La Cazadora

(Provisional)

Antes de comenzar, quiero hacer una declaración: me niego a ser objeto de juicio de aquellos quienes, desean conocer estos hechos, motivados por el morbo. Lo que ocurrió, ya ocurrió. Y no hay manera de cambiar la historia. Si buscas alguna señal de arrepentimiento en mis palabras, siento decepcionarte, pero no las encontrarás.

Me convertí en una mujer llena de deudas, luego de un matrimonio, que prometía ser mi boleto dorado para el resto de mi vida, culminó en una tragedia grotesca. Mi ya difunto esposo, si así lo puedo llamar sin que esas palabras me generen arcadas al pronunciarlas, fue un prominente empresario con una abultada fortuna, que ascendía cada vez más durante sus exitosos viajes de negocios, pero en uno de estos, fue hallado sin vida por sobredosis, luego de haber abusado de distintos vicios mientras estaba siendo acompañado de varias prostitutas. Su muerte no me importó lo más mínimo, sin embargo, lo que realmente me molestó fue descubrir, tras su muerte, que un acuerdo prenupcial me dejaba sin acceso a su fortuna, jodiendo por completo mis planes a futuro.

Tenía apenas veintidós años en aquel entonces, y nunca habiendo trabajado, pues solo mi belleza y astucia me habían permitido obtener lo que quisiera durante toda mi vida. Tras la muerte de mi esposo, e inundada en deudas que llegaban a superar los cinco ceros, me vi forzada a reconsiderar mi vida. Trabajar no resolvería mi situación rápidamente. ¿Cuántos tiempo supondría desprenderme de dicha deuda mientras malvivo durante mis mejores años? No quería considerarlo si quiera, aproveché la situación en la que me encontraba para acercarme aún más a los contactos del fallecido. Aunque muchos de ellos estaban casados, algunos incluso con hijos, varios expresaron interés en tener un affaire conmigo. Sin embargo, no buscaba regalos superficiales, ni cenas de lujo. Necesitaba una solución real y duradera.

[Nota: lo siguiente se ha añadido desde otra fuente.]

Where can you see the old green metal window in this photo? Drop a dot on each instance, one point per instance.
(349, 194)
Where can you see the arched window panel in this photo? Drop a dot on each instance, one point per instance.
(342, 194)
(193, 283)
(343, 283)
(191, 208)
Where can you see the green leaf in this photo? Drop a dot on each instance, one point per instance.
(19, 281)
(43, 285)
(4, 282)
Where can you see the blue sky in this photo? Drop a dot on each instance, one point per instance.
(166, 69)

No estaba dispuesta a recurrir a seducciones triviales para llevarlos a la cama. Eso habría sido el camino sencillo. Y la idea de quedarme embarazada como estrategia no era una opción. La perspectiva de criar a un ser completamente dependiente con el mero propósito de acceder a una fortuna era inimaginable. Además, ¿Cuánto tiempo podría usar ese ardid para manipular a esos hombres? ¿Una, quizás dos o tres ocasiones? Dado el extravagante estilo de vida que llevaban, colmado de gastos, lujos y excesos, era evidente que eventualmente se encontrarían en situaciones similares a la de mi difunto esposo. Era un plan insostenible y, por lo tanto, lo descarté por completo.

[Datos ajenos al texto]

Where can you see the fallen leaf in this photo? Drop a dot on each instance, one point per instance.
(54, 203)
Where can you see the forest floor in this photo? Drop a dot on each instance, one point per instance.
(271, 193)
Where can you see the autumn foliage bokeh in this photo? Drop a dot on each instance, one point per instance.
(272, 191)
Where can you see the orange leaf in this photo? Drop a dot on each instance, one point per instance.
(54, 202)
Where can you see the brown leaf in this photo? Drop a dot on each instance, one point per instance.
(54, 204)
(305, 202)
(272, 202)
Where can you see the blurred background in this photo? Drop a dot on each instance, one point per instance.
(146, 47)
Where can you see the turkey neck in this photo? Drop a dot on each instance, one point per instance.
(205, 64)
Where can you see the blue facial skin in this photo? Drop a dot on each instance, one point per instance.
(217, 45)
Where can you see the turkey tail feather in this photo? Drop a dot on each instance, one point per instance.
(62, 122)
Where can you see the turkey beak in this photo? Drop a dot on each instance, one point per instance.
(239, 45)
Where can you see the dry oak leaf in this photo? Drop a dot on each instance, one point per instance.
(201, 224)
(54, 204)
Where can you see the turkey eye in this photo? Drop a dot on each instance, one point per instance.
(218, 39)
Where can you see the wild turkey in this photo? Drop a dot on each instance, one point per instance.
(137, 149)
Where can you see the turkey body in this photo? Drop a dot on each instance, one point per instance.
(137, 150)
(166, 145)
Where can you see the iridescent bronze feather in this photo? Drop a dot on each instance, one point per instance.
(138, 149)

Desvié la mirada de los magnates, para volverme al mundo del juego y las apuestas. Aunque había frecuentado casinos anteriormente, solo era para divertirme viendo como mi marido perdía su dinero, mientras yo disfrutaba gastándomelo en lujos. Pero ahora me sumergí con un propósito diferente. Al comienzo, tuve una buena fortuna, la del principiante dirían algunos, pero mi inexperiencia pronto comenzó a costarme caro, llevándome a un descontrolado camino de prestamos y gastos que harían engordar aún más mis deudas. En mi momento de mayor desesperación, un hombre llamado Ramón Olivas, conocido por moverse en asuntos turbios, me ofreció una cantidad de dinero que no solo liquidaría mis deudas, sino que me permitiría empezar de nuevo. Sabía perfectamente que me estaba encontrando con algo que tarde o temprano me costaría más de lo recibido, pero no pude evitar rechazar semejante oferta que nunca más se me volvería a presentar.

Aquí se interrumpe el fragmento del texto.